2 min readReferencesql · postgresql · jsonb · json · mysql · clickhouse

When you store semi-structured data in a JSONB column, every read starts with two operators: -> and ->>. They are the foundation of JSON querying in PostgreSQL: one drills deeper into the structure, the other pulls out a ready-to-use value. Let's see how they differ, how to reach object fields and array elements, and how to chain them.

-> returns jsonb, ->> returns text

Both operators fetch a value by key, but they return different types. -> gives you jsonb (an object, array, or scalar in JSON form), while ->> gives you plain text. That single distinction drives everything else.

-- prefs is a jsonb column on users: {"theme": "dark", "lang": "en"}
SELECT
  prefs -> 'theme'  AS as_jsonb,   -- "dark"  (with quotes, type jsonb)
  prefs ->> 'theme' AS as_text     -- dark    (no quotes, type text)
FROM users;

A simple rule of thumb:

  • Use -> when you are going deeper and another -> or ->> will follow.
  • Use ->> at the end of the path, when you want a scalar value to display or compare.

The key is a string (an object field name), and a missing key yields NULL rather than an error.

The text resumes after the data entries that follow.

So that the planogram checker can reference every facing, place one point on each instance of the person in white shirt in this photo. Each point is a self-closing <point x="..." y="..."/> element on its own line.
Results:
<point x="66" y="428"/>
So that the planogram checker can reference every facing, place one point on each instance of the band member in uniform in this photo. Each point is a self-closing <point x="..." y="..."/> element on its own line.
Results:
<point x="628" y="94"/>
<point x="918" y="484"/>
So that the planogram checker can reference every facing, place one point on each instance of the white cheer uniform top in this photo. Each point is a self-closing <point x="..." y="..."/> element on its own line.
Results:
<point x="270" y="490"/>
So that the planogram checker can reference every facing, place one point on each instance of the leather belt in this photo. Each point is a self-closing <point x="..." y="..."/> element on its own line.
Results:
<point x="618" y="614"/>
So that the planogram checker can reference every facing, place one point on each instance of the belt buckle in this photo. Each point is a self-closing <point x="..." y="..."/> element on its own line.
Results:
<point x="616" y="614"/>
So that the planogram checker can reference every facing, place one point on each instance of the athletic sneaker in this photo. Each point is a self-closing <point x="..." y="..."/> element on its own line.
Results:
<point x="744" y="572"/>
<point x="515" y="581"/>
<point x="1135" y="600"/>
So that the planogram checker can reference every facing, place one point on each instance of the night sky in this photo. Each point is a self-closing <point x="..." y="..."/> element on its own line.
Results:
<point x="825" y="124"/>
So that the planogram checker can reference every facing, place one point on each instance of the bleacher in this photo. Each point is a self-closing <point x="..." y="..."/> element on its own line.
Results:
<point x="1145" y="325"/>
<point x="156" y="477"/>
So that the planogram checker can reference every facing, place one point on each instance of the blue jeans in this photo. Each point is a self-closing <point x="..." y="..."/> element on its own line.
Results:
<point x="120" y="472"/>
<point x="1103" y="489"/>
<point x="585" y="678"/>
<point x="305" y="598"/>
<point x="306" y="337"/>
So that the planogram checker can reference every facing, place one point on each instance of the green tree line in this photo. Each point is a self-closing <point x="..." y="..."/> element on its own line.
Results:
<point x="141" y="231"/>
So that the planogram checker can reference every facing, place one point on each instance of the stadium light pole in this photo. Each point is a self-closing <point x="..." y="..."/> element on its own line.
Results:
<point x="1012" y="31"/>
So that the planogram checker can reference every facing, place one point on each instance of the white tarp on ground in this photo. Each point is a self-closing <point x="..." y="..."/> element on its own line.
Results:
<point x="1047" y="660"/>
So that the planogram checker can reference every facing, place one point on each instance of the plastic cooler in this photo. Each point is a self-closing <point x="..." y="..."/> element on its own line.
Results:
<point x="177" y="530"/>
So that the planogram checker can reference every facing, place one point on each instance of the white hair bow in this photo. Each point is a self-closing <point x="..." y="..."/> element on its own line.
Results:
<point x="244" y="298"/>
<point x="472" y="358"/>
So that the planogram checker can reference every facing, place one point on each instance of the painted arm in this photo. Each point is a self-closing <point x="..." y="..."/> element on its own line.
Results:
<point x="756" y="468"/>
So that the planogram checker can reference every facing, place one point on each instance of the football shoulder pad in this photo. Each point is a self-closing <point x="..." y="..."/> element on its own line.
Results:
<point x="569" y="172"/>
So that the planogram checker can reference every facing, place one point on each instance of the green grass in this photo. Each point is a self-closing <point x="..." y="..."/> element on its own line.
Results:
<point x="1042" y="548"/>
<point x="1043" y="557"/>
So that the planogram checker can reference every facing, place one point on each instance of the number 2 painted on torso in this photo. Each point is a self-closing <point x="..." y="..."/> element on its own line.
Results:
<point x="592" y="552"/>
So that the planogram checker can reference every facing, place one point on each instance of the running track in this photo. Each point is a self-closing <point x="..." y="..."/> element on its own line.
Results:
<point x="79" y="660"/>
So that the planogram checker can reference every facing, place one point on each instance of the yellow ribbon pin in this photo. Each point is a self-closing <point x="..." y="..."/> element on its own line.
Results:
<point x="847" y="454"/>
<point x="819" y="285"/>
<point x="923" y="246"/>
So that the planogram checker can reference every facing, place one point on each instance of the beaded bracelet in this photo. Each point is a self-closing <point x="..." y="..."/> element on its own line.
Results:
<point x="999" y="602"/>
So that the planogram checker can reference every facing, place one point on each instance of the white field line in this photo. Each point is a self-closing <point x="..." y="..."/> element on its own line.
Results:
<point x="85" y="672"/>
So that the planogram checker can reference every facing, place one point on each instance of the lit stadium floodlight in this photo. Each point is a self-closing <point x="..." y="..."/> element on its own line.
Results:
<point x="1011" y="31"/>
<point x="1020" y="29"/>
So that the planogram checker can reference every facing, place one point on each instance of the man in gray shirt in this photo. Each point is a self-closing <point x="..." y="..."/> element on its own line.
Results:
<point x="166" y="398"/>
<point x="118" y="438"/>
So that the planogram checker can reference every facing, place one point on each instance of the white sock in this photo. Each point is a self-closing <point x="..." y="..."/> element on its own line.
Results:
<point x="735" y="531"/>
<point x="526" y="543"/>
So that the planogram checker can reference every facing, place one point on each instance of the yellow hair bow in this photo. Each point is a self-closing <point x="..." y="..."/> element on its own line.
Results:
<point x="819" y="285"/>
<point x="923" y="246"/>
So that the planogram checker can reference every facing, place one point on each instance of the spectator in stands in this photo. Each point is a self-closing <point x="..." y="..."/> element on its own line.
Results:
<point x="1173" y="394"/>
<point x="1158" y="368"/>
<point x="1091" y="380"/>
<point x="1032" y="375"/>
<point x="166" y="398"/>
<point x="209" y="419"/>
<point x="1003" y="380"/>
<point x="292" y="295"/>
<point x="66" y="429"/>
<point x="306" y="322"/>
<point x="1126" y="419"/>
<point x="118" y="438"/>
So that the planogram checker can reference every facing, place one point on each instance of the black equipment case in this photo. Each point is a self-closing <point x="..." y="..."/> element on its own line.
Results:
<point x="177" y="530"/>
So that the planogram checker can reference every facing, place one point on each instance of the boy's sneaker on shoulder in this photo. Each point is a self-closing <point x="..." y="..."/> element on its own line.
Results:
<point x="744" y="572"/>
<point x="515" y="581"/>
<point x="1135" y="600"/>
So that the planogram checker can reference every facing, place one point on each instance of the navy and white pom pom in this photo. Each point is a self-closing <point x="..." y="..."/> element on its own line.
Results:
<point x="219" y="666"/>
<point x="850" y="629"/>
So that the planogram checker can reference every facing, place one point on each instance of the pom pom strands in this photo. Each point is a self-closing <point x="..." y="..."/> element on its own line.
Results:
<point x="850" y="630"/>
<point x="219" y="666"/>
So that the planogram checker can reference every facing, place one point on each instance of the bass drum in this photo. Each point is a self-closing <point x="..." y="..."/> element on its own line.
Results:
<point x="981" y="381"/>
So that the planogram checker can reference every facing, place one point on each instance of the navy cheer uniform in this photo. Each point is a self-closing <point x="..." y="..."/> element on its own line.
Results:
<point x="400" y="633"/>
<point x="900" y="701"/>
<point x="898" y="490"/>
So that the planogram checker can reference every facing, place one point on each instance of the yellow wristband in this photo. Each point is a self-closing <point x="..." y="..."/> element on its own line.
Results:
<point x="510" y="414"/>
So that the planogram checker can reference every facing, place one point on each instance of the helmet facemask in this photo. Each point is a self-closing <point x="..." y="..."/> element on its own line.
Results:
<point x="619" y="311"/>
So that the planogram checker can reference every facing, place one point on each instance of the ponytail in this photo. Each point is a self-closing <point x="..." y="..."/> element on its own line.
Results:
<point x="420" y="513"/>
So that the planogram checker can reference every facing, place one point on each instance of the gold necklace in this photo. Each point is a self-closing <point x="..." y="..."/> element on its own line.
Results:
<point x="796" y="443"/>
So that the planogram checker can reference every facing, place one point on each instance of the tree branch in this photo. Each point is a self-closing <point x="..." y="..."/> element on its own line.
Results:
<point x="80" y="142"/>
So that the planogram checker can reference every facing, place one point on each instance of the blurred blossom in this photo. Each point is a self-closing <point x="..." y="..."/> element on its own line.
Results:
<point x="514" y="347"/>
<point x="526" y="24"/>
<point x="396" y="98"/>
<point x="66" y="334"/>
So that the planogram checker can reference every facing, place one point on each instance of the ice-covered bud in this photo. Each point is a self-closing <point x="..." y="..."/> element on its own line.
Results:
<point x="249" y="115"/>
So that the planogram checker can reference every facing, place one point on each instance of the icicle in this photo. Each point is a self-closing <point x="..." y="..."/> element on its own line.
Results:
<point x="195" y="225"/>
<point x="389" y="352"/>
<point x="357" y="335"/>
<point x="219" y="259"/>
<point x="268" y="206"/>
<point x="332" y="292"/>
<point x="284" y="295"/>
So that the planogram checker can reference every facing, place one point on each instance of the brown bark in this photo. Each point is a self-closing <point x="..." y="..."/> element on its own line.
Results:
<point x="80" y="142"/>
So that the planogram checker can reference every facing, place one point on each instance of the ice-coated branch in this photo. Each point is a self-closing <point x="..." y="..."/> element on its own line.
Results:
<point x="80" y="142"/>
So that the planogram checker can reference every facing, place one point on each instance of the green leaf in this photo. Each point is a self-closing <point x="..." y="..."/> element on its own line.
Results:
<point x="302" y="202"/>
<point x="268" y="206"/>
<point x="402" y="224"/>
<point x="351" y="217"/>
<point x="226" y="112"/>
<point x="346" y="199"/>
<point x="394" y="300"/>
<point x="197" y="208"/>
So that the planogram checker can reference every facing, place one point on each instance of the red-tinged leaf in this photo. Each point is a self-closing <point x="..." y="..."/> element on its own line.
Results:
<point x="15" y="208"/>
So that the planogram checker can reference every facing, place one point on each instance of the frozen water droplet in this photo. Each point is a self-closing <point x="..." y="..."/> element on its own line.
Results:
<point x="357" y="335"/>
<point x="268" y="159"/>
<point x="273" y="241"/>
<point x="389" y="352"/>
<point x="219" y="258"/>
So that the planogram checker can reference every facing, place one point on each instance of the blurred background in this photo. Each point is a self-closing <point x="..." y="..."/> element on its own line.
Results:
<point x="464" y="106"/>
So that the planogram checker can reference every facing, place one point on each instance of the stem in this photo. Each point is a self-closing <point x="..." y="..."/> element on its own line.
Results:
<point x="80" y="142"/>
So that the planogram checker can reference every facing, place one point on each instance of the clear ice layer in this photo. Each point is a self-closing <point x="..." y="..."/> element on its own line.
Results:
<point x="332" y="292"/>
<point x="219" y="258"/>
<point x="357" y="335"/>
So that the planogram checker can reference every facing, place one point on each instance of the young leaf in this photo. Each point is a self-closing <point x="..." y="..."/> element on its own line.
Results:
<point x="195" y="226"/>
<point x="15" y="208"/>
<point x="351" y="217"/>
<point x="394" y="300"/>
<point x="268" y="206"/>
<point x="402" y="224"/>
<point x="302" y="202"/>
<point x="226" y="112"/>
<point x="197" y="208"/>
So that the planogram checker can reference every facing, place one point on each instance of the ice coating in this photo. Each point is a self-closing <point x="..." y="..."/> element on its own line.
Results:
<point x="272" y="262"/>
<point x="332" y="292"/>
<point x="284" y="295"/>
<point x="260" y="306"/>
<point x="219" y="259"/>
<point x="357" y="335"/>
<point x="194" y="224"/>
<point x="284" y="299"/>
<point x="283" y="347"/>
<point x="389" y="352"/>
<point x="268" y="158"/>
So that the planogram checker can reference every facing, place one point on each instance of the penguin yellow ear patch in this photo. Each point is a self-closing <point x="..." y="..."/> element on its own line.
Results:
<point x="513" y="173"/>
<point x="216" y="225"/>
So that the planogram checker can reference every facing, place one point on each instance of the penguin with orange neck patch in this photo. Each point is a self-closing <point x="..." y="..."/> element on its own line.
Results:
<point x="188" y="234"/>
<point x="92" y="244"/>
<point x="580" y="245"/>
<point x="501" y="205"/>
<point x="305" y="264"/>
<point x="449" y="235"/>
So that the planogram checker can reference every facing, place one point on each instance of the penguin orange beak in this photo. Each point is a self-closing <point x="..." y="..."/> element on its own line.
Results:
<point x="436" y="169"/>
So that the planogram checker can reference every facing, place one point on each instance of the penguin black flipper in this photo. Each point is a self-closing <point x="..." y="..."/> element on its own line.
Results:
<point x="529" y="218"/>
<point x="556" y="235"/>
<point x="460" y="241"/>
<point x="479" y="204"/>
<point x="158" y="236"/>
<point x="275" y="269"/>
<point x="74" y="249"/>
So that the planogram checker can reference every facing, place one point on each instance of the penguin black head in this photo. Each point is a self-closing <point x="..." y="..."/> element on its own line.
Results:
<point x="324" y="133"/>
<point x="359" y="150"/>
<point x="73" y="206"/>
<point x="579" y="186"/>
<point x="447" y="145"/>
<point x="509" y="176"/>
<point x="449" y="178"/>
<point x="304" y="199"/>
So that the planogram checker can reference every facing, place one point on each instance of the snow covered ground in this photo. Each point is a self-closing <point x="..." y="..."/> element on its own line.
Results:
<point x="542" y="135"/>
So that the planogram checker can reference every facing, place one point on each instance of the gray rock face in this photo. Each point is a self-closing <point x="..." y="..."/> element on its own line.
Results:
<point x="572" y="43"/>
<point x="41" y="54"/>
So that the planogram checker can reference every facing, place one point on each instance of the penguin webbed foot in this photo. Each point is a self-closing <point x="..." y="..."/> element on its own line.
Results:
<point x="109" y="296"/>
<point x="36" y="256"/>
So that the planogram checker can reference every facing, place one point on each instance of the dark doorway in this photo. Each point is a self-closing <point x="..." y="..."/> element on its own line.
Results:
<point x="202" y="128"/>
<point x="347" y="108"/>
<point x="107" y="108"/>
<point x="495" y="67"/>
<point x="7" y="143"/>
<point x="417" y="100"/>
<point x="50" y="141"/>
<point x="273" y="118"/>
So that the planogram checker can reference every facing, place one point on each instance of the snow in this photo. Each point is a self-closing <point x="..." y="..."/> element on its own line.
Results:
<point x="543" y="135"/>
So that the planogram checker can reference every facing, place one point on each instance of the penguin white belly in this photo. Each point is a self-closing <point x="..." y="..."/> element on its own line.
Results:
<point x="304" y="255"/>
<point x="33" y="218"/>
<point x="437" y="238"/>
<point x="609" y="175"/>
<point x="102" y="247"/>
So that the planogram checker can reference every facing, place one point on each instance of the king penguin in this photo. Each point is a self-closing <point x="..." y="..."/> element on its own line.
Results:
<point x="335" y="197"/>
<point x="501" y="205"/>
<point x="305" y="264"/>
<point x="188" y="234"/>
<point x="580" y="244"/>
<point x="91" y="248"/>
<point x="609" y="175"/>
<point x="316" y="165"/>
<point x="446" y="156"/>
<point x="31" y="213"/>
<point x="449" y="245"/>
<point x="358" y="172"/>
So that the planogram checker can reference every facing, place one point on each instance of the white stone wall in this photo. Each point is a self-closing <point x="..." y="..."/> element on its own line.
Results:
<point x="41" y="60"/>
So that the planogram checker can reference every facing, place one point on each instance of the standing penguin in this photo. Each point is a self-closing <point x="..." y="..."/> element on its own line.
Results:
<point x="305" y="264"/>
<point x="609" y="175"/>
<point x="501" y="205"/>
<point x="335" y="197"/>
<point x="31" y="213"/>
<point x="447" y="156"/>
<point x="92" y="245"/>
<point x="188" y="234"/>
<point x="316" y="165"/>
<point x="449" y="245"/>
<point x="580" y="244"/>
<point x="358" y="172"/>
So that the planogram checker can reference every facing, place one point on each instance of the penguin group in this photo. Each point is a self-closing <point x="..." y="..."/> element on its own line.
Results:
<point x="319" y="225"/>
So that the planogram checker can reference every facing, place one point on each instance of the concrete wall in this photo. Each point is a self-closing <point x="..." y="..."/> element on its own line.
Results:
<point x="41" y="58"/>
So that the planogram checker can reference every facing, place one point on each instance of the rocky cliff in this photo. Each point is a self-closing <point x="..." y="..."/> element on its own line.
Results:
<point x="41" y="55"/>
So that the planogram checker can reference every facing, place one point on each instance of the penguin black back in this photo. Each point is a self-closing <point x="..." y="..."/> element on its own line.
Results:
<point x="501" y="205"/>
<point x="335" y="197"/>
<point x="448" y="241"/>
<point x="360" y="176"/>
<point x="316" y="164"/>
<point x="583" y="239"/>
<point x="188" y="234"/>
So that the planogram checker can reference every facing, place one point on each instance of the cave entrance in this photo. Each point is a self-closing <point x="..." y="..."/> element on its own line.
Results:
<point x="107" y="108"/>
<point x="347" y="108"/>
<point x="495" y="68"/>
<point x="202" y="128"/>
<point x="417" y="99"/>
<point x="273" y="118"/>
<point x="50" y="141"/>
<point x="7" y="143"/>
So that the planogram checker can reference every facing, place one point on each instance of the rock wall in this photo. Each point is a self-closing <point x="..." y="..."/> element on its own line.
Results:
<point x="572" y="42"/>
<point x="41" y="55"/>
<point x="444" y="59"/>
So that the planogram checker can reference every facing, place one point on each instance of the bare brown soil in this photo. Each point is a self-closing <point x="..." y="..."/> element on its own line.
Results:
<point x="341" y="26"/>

Object fields and array elements

If the right-hand side is a string, PostgreSQL looks up an object field. If it is an integer, it indexes into an array, and indexing is zero-based. A negative index counts from the end.

-- meta = {"tags": ["new", "vip", "eu"], "score": 7}
SELECT
  meta -> 'tags' -> 0     AS first_tag_json,   -- "new" as jsonb
  meta -> 'tags' ->> 0    AS first_tag_text,   -- new  as text
  meta -> 'tags' ->> -1   AS last_tag          -- eu   (last element)
FROM users;

The same works over your own tables. Say orders has a payload holding a line-item array:

-- payload = {"items": [{"sku": "A1", "qty": 2}, {"sku": "B7", "qty": 1}]}
SELECT
  id,
  payload -> 'items' -> 0 ->> 'sku' AS first_sku
FROM orders
WHERE status = 'paid';

Chaining and casting

A long path is just several operators in a row. Drill with ->, staying in jsonb, then switch to ->> on the last step to get text. Because ->> always returns text, cast explicitly with :: for numbers, dates, and booleans.

-- profile = {"address": {"city": "Berlin", "zip": "10115"}, "age": "34"}
SELECT
  profile -> 'address' ->> 'city'        AS city,
  (profile ->> 'age')::int               AS age_int
FROM users
WHERE (profile ->> 'age')::int >= 18;

A real aggregation: pull an amount out of JSON metadata and compute the average order value per country.

-- payload = {"amount": "149.90", "currency": "EUR"}
SELECT
  u.country,
  round(avg((o.payload ->> 'amount')::numeric), 2) AS avg_amount
FROM orders o
JOIN users u ON u.id = o.user_id
GROUP BY u.country
ORDER BY avg_amount DESC;

Gotchas

  • Comparing without a cast is almost always a bug: payload ->> 'amount' > '99' compares strings lexicographically, so '9' sorts above '100'. Cast to a number: (payload ->> 'amount')::numeric > 99.
  • -> on a scalar yields jsonb, so prefs -> 'theme' = 'dark' fails with a type error; use ->> to compare, or write prefs -> 'theme' = '"dark"'::jsonb.
  • A missing key or an out-of-range array index returns NULL silently, so a typo in a field name produces no error and quietly corrupts the result.
  • ->> on an object or array returns its full JSON text, not a single value; only take text on scalars.

MySQL has no arrow chaining like this: use JSON_EXTRACT(doc, '$.address.city') or the shorthand doc->>'$.address.city' (its ->> also returns text). ClickHouse offers functions such as JSONExtractString(col, 'city') and JSONExtractInt(col, 'age'). The idea is universal, but the -> / ->> arrow syntax is a PostgreSQL feature.